True to its lightweight roots, the 718 Spyder RS will have a two-part manually operated soft top. The first part of the top is an outer weather protector, while the second part is a sun shield that can be used independently. Altogether, the top weighs less than 40 pounds, a weight savings of 36 pounds compared to the traditional Boxster.
Inside, you'll find a pair of lightweight, carbon-weave bucket seats and a Race-Tex-covered GT Sport steering wheel with the classic 12 o'clock mark in yellow. The interior color vignette for 718 Spyder RS is focused on Arctic Grey, Carmine Red, and black accents, with leather being the main material throughout the cabin.

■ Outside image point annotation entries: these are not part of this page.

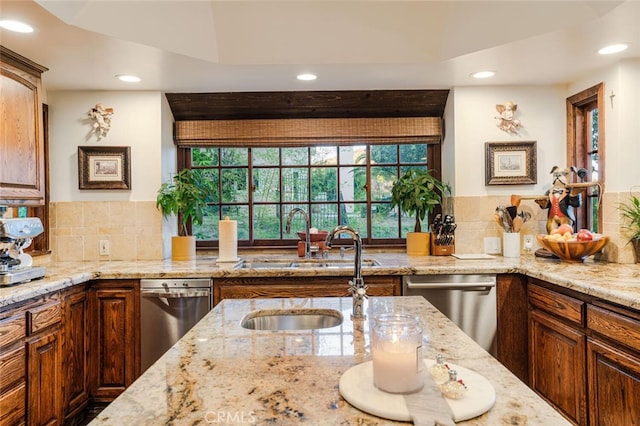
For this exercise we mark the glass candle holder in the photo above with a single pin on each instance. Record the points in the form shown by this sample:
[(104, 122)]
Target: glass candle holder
[(396, 348)]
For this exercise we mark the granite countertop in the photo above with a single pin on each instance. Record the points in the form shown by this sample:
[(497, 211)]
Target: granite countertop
[(617, 283), (221, 373)]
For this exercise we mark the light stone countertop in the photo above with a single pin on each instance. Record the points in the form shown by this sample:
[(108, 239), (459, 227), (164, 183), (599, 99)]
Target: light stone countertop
[(617, 283), (220, 373)]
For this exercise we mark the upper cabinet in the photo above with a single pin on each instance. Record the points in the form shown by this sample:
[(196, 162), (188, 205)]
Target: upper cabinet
[(22, 156)]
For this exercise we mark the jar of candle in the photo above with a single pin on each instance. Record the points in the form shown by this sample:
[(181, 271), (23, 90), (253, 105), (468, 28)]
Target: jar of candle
[(396, 349)]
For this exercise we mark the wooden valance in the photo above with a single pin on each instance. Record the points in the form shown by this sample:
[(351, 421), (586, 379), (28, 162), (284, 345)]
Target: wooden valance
[(300, 132)]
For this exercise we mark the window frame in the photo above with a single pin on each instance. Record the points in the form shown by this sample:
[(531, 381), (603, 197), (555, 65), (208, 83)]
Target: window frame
[(579, 150), (433, 159)]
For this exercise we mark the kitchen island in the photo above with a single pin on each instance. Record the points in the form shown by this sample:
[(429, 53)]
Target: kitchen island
[(221, 373)]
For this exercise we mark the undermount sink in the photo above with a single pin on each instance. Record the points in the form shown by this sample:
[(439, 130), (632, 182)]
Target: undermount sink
[(304, 263), (291, 319)]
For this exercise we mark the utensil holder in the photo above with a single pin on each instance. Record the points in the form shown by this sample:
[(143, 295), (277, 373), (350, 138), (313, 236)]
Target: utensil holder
[(511, 244)]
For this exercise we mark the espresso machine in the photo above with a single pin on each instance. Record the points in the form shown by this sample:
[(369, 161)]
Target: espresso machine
[(16, 235)]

Four standard exterior colors will be available, though Porsche will offer some metallic paints as well, including the new Vanadium Grey Metallic as well as a few special colors including Arctic Grey, Shark Blue, and Ruby Star Neo.
For those looking to customize their 718 Spyder RS, Porsche will offer the Weissach Package, which adds forged magnesium wheels and titanium exhaust tips. The visual package also includes some minor weight reduction, with an exposed carbon-fiber hood, carbon-fiber combustion air scoops, and a carbon-fiber Gurney flap on the rear spoiler.
Without that extravagant package, the 2024 Porsche 718 Spyder RS will be priced at $162,150, including a $1450 delivery fee. Deliveries will begin in spring of 2024, though the car will be shown publicly in June at the 75 Years of Porsche ceremony in Stuttgart and then at the Goodwood Festival of Speed.